Perhaps the rest of the world already knows the life and work of Catherine Davis (1924-2002), a poet who studied with J.V. Cunningham and Yvor Winters, but I first saw her name over the weekend when a reader suggested I read her villanelle “After a Time”:
“After a time, all losses are the same.
One more thing lost is one thing less to lose;
And we go stripped at last the way we came.
“Though we shall probe, time and again, our shame,
Who lack the wit to keep or to refuse,
After a time, all losses are the same.
“No wit, no luck can beat a losing game;
Good fortune is a reassuring ruse:
And we all go stripped the way we came.
“Rage as we will for what we think to claim,
Nothing so much as this bare thought subdues:
After a time, all losses are the same.
“The sense of treachery—the want, the blame—
Goes in the end, whether or not we choose,
And we go stripped at last the way we came.
“So we, who would go raging, will go tame
When what we have can no longer use:
After a time, all losses are the same;
And we go stripped at last the way we came.”
The same grim matter written in free verse, without the ameliorating discipline of meter and rhyme, might read like a teenager’s diary. Form is freeing, not constricting. The art is not in the emotion but in its elegant containment. Anyone can feel; only poets craft.
What little I know about Davis’ life suggests she learned first-hand that “Good fortune is a reassuring ruse.” Perhaps her poem is an oblique retort (“So we, who would go raging, will go tame…”) to Dylan Thomas’ blustering, booze-bloated “Do Not Go Gentle into That Good Night.” I hear echoes of King Lear, as when Edgar says “A most poor man, made tame to fortune’s blows, / Who, by the art of known and feeling sorrows, / Am pregnant to good pity.”

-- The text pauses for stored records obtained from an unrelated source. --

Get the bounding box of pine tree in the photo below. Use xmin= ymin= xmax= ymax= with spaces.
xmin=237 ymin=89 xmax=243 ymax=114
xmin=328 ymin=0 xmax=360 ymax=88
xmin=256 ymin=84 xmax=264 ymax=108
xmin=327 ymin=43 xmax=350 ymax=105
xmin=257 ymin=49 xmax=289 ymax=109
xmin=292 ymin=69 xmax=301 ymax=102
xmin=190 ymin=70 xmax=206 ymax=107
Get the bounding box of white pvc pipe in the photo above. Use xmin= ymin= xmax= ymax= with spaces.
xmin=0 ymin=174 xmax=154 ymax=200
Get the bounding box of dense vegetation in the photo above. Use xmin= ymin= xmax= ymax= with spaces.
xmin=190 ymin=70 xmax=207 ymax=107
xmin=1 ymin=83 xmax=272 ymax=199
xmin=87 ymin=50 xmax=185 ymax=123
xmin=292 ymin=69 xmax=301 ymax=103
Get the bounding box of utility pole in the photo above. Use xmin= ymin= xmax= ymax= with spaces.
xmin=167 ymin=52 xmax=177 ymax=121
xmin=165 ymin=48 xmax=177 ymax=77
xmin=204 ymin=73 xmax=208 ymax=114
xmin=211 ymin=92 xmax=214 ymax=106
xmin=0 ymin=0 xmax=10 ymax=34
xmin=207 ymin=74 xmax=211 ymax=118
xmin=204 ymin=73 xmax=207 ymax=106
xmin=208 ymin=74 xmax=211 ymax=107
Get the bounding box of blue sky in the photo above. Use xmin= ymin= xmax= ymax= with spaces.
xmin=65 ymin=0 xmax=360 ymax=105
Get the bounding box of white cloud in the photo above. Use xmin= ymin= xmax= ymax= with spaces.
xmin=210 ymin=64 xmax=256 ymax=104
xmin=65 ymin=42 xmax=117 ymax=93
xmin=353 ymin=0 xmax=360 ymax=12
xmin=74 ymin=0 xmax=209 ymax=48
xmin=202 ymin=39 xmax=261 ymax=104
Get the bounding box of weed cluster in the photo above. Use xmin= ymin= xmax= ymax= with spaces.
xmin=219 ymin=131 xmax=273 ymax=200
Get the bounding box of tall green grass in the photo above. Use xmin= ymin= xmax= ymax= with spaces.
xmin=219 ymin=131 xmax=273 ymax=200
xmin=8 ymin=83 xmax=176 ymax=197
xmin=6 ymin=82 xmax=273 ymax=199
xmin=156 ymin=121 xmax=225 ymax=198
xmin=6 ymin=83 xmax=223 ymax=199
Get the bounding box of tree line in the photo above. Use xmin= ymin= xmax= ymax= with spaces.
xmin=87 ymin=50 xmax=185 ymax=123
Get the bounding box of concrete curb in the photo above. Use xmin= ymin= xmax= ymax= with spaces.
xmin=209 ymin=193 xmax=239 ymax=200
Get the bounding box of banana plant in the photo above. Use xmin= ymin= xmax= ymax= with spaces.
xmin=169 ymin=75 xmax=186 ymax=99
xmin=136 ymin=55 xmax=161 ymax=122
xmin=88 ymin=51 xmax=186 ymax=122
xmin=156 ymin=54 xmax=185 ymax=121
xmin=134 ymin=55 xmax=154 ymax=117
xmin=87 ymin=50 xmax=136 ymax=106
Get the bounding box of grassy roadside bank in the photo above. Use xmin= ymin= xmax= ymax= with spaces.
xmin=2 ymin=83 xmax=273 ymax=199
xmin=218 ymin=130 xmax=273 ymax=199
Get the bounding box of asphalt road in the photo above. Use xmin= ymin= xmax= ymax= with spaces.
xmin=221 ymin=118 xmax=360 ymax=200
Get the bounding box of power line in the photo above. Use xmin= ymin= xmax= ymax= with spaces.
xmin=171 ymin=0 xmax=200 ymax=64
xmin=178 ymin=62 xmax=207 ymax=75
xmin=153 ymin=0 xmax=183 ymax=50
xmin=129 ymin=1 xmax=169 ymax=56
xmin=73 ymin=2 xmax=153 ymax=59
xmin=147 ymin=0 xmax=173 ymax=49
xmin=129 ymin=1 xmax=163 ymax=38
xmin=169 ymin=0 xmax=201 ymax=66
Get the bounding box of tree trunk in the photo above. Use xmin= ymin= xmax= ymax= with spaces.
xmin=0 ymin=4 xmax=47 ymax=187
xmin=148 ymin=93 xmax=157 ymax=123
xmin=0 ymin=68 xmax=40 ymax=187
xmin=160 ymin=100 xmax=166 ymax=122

The reader who sent me Davis’ poem added, “I thought of your student when I saw this.” I know what she means and appreciate the thought but it doesn’t quite apply. My student and the other kids in our classroom nurse no aggrievement (“the sense of treachery”), no notion of loss or incapacity. When they suffer – and not all suffer -- there is no “great rage,” as the doctor says of Lear at the end of the play. My student, most days smiling and good-natured, cried much of Monday. I fretted but the women in the room assured me the cause of her unhappiness was merely menstrual.